The myth of management is “Do what worked before, and it will work again.” In that light, the ways to get ideas fall into only a few categories:

(a.) Find them;

(b.) Steal them;

(c.) Make them.

A more specific catalog of  “How To” efforts (find, steal, make) is necessary, but insufficient. Someone will invariably point at something and ask the question, “How do I know that is going to work?”

In reality, the answer is, “Well, you don’t.” And the reason why is that creativity is inherently unpredictable.

Almost any competent artist can tell us that “creativity” consists of (a.) labor, (b.) imagination, and (c.) inspiration, even though those three things don’t always occur in the same order or at the same time or degree. So creativity is also about being overtly opportunistic about all three.

This clarifies thinking a lot. Things that get in the way of laboring, imagining, and getting inspired are pretty much a lock to inhibit creativity. 

Said differently, “creativity” is not an event. It’s a condition that is fostered by a culture. A culture of low inhibition is simply more likely to host creativity.

Sometimes, the “condition” is one person’s free-associating mentality in the shower; sometimes it is a large operational unit ‘s new perspective – a groupwide view, acquired from research or hearsay, of a near future that it might know how to make…

Summarizing: “Business Creativity” is not about causing creativity. Instead; managing “business” creativity is fundamentally about managing how the business’s own ideas of risk are applied to an un-inhibiting culture.


The Accidental versus the Intentional: Creativity as Discovery

In most of the global business writing today about innovation,  “Creativity”  gives “Agility” a neck-and-neck run for the money.

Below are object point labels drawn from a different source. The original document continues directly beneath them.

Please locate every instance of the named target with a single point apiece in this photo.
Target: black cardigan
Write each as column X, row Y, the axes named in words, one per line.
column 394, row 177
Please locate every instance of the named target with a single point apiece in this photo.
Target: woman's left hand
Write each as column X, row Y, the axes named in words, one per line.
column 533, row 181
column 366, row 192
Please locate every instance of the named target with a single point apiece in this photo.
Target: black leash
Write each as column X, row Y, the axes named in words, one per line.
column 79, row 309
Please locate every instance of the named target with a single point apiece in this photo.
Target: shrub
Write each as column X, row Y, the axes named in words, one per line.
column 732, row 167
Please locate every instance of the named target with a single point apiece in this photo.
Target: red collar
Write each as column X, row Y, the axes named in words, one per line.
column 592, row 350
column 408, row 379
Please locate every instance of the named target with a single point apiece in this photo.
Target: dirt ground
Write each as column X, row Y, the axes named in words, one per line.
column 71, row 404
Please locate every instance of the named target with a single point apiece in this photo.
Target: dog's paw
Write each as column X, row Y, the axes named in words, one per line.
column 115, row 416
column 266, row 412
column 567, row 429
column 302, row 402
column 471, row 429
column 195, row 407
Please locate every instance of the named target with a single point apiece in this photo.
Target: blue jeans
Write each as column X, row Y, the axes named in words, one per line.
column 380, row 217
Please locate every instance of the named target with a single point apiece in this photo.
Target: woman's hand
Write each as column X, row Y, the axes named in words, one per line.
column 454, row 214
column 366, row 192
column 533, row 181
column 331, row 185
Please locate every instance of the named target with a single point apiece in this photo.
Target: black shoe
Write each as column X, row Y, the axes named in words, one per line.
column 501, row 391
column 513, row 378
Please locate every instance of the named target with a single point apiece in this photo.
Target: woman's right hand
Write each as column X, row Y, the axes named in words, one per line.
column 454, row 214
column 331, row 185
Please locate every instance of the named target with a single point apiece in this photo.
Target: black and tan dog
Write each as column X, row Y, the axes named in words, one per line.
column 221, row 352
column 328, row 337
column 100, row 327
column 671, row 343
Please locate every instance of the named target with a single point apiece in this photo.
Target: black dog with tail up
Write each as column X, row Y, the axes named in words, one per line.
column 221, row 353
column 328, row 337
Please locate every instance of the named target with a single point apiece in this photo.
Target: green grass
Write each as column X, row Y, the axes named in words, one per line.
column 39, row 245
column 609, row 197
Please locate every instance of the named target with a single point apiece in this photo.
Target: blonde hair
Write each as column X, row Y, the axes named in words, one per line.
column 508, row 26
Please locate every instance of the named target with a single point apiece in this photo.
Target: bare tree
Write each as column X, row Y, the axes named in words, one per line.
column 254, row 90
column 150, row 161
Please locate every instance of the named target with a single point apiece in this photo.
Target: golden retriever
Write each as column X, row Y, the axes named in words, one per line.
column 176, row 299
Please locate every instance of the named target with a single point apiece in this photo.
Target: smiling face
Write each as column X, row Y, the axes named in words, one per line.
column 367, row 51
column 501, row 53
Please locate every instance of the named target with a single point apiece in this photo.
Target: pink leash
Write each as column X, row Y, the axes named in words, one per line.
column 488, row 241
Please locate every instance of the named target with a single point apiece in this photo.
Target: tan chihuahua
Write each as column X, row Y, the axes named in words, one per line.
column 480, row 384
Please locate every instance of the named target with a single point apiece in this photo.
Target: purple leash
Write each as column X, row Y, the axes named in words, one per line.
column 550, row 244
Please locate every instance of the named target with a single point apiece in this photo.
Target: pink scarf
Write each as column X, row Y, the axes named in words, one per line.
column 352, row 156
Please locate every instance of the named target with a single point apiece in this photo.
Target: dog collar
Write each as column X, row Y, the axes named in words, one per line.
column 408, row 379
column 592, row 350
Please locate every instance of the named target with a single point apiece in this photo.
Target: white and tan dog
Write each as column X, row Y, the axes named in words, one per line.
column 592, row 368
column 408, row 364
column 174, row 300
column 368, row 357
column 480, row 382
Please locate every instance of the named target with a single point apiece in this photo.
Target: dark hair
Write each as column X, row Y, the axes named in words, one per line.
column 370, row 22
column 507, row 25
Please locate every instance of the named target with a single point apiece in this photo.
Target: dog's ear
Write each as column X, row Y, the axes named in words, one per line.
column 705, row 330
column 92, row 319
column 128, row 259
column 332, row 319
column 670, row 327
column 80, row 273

Almost no one tries to explain innovation without reference to creativity. But the definition of “creativity” — something everyone needs and wants —  is often left unexamined, even as people presume it can be managed for “innovation”.
Creativity is intentional discovery, as distinguished from accidental discovery. It can be recognized when it’s there, and it can be cultivated so as to become a practice “in effect”.
A quick glossary of Creativity from an Innovation point of view:
  • The value of creativity is discovery.
  • The effect of creativity is invention.
  • The operation of creativity is experimentation.
  • The subject of creativity is structure.
  • The skill of creativity is composition.
Given those terms, there are still certain limitations on what creativity provides to innovation.
  • an invention may be new to its maker without being new to the world. It is possible that the same thing can get invented at multiple places or times, completely independently of each other.
  • a discovery is not necessarily of a “new” thing. Things that have already been discovered may get independently discovered again through different means and/or by different parties, therefore also possibly at different places or times.
As a result, innovation is not based on the uniqueness of creativity. This may at first seem to make “management” more difficult, in terms of control. But the more important aspect is in terms of development —  noting that multiple wide ranging sources of creativity can be called upon to support a more singular innovative concept or outcome.